Contrairement à ce que leur nom (référence au paradis des marins irlandais) ou leur style (auto-proclamé irish speedfolk) laissent à penser, Fiddler’s Green est bien un groupe allemand. Ils officient depuis les années 90, et leur punk-rock celtique est dans la droite ligne des Dropkick Murphy’s ou des Real McKenzies. C’est donc avec beaucoup d’enthousiasme que j’attendais leur passage à Berlin.
Et pourtant, il faut dire que ça n’avait pas très bien commencé. Coincée dans un bus pour traverser la moitié de la ville, j’angoissais à l’idée d’être en retard, et j’ai d’ailleurs raté toute la première partie. J’arrive au pas de course au Postbahnhof Club, et j’apprends que je n’aurai pas le photopass promis par l’organisation.

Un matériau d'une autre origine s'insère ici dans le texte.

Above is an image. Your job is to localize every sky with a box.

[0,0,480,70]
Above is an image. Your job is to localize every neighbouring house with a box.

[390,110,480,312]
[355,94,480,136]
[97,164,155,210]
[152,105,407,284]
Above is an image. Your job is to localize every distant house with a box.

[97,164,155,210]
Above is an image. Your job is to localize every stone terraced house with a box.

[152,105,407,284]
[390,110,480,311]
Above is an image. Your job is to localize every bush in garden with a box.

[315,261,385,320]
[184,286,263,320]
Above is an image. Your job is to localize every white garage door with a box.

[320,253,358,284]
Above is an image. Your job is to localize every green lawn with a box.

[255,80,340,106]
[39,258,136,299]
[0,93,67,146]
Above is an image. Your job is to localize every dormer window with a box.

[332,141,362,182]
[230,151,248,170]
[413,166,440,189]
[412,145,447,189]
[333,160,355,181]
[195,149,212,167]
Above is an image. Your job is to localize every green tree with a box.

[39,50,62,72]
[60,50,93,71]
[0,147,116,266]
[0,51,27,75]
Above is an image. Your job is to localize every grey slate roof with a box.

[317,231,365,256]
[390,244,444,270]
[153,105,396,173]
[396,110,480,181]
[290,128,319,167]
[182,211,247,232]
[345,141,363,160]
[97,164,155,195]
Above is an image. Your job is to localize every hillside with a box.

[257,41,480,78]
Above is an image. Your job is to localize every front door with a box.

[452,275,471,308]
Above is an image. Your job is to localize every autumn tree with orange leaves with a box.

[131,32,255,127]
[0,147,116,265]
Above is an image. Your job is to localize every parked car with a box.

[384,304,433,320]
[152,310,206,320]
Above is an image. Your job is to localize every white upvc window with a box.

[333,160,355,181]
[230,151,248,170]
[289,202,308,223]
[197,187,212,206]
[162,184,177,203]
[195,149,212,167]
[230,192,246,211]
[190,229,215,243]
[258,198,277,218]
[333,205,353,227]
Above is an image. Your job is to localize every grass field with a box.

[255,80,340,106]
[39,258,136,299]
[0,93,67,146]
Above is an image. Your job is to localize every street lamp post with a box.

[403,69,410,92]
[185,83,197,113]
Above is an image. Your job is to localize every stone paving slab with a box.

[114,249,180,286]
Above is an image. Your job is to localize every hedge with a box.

Je me retrouve donc dans la fosse comme tout le monde, et alors que j’essaie de me trouver une place pas trop naze pour prendre des photos, je me fais refouler par un berlinois hostile qui me fait clairement comprendre que ce bout de barrière lui appartient personnellement, depuis trois générations.
Bref, je ne suis pas tout à fait dans l’ambiance festive du moment lorsque les musiciens de Fiddler’s Green débarquent sur scène. Ils sont six gars habillés en costard noir avec cravate, comme cela se fait souvent sur la scène trad irlandaise. Ça ne fait pas très punk, du coup, surtout que le bassiste a une barbe de hipster et le chanteur des lunettes de comptable. Globalement, l’ambiance restera sage, mais qu’importe puisque la musique est bonne !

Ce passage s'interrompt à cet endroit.